Considering the notion of site and the environment, this workshop will introduce you to a range of drawing processes that revolve around established fieldwork methodologies, for example, collecting, gathering, documenting, interpreting, analysing and translating, extending to personal, experiential and social perceptions of site. 

You will be encouraged to undertake a series of fieldwork projects to extend your studio practice working directly into a site as well as gathering materials to bring back into a studio practice. You may also work alongside a professional Aquatic Environmental Research Group (AQUEST)  who will share their research processes on site at various waterways around Melbourne. The AQUEST research group are focussed on water management, waterway health, biodiversity, water toxicology and environmental sustainability.

Please not that this course will involve some travel a current Myki card will be essential 


Student on site, Tammy Hulbert

Internship


  • Ian Haig
  • Ian Haig
  • Variable Fridays, Weeks 1,2,3,6,12
  • Online
  • Open to all students

In this course, you will participate in an internship or artist in residence program in an arts or cultural organisation, company, festival, gallery, museum or studio, through dual negotiation with the industry and the School of Art. You will be expected to work as directed by the host organisation, to address and solve real issues in an arts industry workplace environment.


Deborah Williams, Sudden disturbance, 2021, photographic etching and roulette, dimensions 14.5 x 14.5, edition 6. Image courtesy of Artist

Photographic Etching: From unique to multiple


  • Richard Harding
  • Deborah Williams
  • Friday 1.30pm – 4.30pm
  • 49.02.04
  • Open to all students
In this course, you will deepen your understanding of analogue and digital technologies focusing on intaglio etching, with an emphasis on incorporating imagery photographically employing various processes. Lectures and workshops will provide a mixture of theory and technical skills enabling you to produce artworks and reflect on the role of traditional and electronic print media in contemporary art. This will help you to expand the aesthetic and conceptual possibilities of your art practice. 

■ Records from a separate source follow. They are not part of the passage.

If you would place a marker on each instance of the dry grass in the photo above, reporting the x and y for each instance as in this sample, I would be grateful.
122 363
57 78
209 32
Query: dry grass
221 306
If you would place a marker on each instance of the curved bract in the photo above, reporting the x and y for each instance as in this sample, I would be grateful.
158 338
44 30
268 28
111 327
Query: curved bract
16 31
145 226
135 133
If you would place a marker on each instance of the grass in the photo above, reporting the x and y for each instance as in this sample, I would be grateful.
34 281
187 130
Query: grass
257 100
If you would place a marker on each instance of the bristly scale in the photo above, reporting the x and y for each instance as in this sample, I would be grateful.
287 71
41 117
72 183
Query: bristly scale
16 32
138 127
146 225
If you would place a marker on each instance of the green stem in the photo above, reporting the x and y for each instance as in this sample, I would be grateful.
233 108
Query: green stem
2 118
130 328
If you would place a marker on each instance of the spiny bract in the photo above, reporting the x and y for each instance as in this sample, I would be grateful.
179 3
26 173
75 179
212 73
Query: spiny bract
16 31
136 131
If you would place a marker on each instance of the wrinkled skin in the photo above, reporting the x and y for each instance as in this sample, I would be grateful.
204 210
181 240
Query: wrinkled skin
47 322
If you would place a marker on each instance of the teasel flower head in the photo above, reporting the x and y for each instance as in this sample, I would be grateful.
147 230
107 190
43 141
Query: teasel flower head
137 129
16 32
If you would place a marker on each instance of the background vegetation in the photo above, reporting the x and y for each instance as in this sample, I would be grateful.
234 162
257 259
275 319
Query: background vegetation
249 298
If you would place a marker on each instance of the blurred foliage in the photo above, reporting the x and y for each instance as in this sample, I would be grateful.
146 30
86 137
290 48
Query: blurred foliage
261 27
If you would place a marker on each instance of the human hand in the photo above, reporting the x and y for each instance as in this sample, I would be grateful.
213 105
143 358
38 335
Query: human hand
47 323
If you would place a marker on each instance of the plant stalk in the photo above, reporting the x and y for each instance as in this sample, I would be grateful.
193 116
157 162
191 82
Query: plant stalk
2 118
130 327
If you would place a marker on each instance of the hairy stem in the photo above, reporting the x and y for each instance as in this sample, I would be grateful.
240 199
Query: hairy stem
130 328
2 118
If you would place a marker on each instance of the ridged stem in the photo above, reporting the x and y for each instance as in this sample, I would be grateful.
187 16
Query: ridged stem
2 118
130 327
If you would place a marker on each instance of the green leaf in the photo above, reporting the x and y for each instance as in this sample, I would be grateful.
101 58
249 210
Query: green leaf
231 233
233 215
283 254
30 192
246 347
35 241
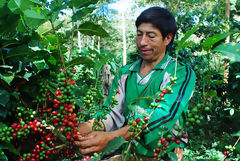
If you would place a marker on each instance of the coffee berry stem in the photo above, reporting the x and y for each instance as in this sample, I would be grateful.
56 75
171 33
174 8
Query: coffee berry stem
232 147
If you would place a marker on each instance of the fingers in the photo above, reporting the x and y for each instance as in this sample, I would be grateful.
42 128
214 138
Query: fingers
87 137
85 143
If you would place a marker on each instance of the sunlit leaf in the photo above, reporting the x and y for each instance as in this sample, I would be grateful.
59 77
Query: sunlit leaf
209 42
91 29
18 52
81 13
231 50
211 93
46 27
80 60
3 157
85 3
172 156
2 3
137 110
7 77
41 64
236 134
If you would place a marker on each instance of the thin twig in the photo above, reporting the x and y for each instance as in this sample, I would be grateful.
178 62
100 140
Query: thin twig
60 51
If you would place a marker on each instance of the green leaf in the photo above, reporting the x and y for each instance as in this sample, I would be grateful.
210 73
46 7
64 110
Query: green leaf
85 3
80 60
3 112
236 134
33 18
3 157
113 145
209 42
46 27
188 44
10 147
4 97
211 93
172 156
59 134
91 29
141 98
27 76
33 14
6 66
35 1
41 65
20 26
183 42
14 5
232 50
7 77
216 82
81 13
51 60
18 52
2 3
137 110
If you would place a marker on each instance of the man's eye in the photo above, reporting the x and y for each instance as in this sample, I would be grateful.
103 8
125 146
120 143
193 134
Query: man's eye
151 36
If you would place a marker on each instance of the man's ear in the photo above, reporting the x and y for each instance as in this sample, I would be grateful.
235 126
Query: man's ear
168 39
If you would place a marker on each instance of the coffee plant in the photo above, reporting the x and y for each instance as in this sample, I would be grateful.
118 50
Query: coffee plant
49 84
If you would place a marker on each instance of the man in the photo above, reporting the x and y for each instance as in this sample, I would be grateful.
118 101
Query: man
156 28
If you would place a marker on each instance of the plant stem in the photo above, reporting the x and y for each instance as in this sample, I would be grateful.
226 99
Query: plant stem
175 74
60 51
233 147
129 147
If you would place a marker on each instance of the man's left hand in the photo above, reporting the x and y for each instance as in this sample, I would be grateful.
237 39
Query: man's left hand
95 141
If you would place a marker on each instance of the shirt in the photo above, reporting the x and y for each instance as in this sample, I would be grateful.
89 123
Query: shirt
132 86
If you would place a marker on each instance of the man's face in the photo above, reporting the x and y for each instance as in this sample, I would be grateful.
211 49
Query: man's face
150 42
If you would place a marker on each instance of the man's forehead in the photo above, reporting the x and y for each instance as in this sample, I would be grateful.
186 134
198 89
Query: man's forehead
147 27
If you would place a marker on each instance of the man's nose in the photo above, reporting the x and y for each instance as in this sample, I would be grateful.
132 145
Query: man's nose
144 41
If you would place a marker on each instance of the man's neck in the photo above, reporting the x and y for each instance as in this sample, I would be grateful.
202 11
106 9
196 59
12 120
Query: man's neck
147 66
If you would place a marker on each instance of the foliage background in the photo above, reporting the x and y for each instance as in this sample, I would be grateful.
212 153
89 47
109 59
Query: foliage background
39 37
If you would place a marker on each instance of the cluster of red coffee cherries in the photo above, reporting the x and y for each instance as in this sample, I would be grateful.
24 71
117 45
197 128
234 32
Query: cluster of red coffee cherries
53 123
165 142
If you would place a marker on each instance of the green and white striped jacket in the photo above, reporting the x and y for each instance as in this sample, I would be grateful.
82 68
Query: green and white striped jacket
132 86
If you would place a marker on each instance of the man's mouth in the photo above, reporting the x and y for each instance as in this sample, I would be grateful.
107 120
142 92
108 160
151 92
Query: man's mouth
145 51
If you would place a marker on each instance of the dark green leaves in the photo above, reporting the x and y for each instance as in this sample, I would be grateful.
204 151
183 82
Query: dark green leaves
18 52
91 29
172 156
7 77
183 42
85 3
80 60
81 13
232 50
10 147
209 42
4 97
113 145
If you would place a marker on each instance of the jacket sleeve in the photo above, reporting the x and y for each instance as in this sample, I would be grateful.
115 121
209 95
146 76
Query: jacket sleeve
115 119
176 103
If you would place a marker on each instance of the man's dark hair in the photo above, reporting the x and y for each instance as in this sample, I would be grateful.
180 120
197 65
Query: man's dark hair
160 18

OLAFUR ELIASSON, BEAUTY, 1993 SAN FRANCISCO MUSEUM OF MODERN ART,

Projection Light and Optics 


  • Greg Creek
  • TBC
  • Friday 1.30pm – 4.30pm
  • 04.02.03
  • Open to all students
In this course you will explore the possibilities of light, lighting and projection, experimenting with old and new projection technologies such as the Camera Obscura, Camera Lucida, overhead projection, contemporary digital projection and film/video lighting kits both as a developmental tool for making art and a mode of display. 

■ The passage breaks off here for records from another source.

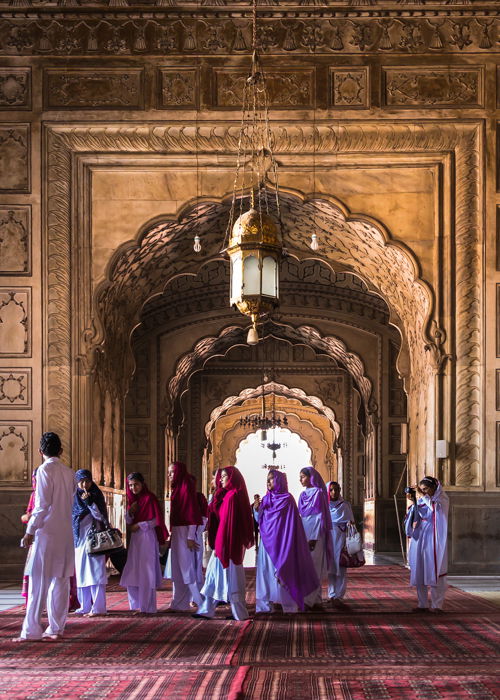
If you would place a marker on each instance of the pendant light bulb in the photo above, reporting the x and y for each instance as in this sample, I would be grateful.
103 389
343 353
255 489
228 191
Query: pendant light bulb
314 242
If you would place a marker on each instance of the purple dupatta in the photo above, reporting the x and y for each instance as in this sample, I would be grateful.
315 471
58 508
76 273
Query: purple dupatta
284 540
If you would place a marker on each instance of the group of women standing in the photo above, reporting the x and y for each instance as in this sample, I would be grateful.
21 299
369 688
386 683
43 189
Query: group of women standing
300 545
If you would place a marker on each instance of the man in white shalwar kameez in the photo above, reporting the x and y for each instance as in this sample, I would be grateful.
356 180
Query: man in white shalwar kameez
426 525
52 559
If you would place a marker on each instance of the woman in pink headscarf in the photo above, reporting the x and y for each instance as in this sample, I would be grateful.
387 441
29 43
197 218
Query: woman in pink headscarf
225 576
142 573
185 518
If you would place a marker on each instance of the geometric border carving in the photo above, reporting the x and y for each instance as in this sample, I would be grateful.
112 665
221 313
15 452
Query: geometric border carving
360 96
10 427
462 138
19 208
26 322
19 133
178 88
12 100
21 375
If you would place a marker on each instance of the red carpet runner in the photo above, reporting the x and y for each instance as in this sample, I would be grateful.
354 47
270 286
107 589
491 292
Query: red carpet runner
375 649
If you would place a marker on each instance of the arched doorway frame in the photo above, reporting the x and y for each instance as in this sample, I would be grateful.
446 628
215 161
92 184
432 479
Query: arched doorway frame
69 339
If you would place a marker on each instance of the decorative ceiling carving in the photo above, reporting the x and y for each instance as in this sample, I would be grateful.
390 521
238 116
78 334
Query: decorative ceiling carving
142 270
72 346
302 335
270 388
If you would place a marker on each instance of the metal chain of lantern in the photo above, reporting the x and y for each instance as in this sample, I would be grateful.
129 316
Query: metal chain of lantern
254 235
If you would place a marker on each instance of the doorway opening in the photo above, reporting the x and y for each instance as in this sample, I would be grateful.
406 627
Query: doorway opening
254 455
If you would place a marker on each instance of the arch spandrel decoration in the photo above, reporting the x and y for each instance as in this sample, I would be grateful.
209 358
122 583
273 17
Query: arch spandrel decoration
65 342
231 336
272 387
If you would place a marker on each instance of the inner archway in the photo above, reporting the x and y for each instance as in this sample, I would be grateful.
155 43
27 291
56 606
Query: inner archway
254 456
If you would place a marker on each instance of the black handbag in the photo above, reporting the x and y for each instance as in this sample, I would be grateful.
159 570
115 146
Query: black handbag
103 541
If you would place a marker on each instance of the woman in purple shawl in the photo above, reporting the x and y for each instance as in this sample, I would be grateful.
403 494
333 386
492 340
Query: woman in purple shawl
285 570
315 514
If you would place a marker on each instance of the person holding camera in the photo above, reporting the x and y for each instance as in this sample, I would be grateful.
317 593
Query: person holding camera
426 524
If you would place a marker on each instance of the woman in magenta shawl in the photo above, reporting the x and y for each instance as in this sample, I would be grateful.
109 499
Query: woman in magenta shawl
225 576
285 570
142 573
315 513
185 518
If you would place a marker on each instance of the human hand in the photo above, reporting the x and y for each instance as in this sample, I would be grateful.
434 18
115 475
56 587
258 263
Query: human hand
27 541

Deborah Kelly No Human Being Is Illegal (in all our glory)

Big Anxiety Festival exchange project 


  • Fleur Summers and Mark Edgoose
  • Fleur Summers and Mark Edgoose
  • Friday 9.30am – 12.30pm
  • 50.01.01
  • Open to all students

In this course, you will produce new work as part of a collaborative post-pandemic exhibition project at RMIT Galleries with nurses and midwives as part of The Big Anxiety Festival 2022 — a national arts festival using art and creative practice to stimulate dialogue about mental health and wellbeing. 

Students in this course will work with nurses and midwives to create and exhibit a collaborative exhibition, drawing on frameworks of community-led archives, and economies of gifting and exchange. Nurses and midwives will be invited to contribute a creative response about their pandemic experience (e.g an artwork, poem, wearable art, photograph etc). Students will create works in response to these submissions which will be exhibited together at RMIT Galleries before being gifted to project participants. 

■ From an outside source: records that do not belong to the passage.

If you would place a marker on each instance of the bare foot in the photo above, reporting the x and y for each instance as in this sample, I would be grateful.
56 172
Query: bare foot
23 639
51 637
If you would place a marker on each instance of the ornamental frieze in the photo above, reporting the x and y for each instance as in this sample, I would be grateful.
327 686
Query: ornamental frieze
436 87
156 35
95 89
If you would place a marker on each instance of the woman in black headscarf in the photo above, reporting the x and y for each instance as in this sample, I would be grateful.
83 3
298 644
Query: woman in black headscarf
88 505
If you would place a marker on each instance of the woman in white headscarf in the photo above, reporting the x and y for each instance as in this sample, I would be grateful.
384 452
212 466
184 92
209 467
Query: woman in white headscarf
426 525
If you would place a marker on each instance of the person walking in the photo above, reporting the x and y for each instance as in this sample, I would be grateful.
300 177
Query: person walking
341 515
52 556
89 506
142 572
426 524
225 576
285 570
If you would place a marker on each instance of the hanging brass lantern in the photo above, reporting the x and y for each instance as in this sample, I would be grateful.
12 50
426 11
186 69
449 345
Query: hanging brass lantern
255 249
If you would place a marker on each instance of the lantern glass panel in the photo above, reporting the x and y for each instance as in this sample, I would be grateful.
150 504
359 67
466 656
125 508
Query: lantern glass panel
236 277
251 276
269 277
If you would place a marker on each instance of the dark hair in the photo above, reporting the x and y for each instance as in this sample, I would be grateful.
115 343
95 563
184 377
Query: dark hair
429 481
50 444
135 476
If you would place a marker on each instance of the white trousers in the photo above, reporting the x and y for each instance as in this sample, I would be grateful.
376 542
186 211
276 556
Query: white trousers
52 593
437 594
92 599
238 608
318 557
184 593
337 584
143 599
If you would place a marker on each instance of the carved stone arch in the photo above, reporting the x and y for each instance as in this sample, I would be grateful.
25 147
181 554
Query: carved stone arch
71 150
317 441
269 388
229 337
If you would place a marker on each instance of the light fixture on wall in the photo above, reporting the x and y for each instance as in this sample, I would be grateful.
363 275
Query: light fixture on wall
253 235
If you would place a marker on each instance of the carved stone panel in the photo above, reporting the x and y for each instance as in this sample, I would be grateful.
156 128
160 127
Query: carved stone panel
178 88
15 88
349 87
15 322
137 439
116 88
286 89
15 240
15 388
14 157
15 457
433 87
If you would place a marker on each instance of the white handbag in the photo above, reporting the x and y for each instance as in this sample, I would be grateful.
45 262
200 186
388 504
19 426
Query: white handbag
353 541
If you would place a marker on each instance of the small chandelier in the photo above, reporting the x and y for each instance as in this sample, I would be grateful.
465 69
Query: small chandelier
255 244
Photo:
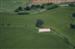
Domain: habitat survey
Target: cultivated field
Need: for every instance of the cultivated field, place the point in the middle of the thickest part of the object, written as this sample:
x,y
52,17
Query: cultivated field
x,y
19,31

Professional artists, nurses, and curators will support you to work through the ethical, aesthetic, and logistical aspects of collaboration and exhibition practice. We will approach this project from a position of care for each other and for our collaborators and engage in conversations about the ethics of care and collaboration, and the relationship between art and crises. Workshops, field trips, readings, and presentations will support your learning and guide the exhibition outcomes.  

Students from all studio areas in the School of Art are encouraged to apply for this exciting project.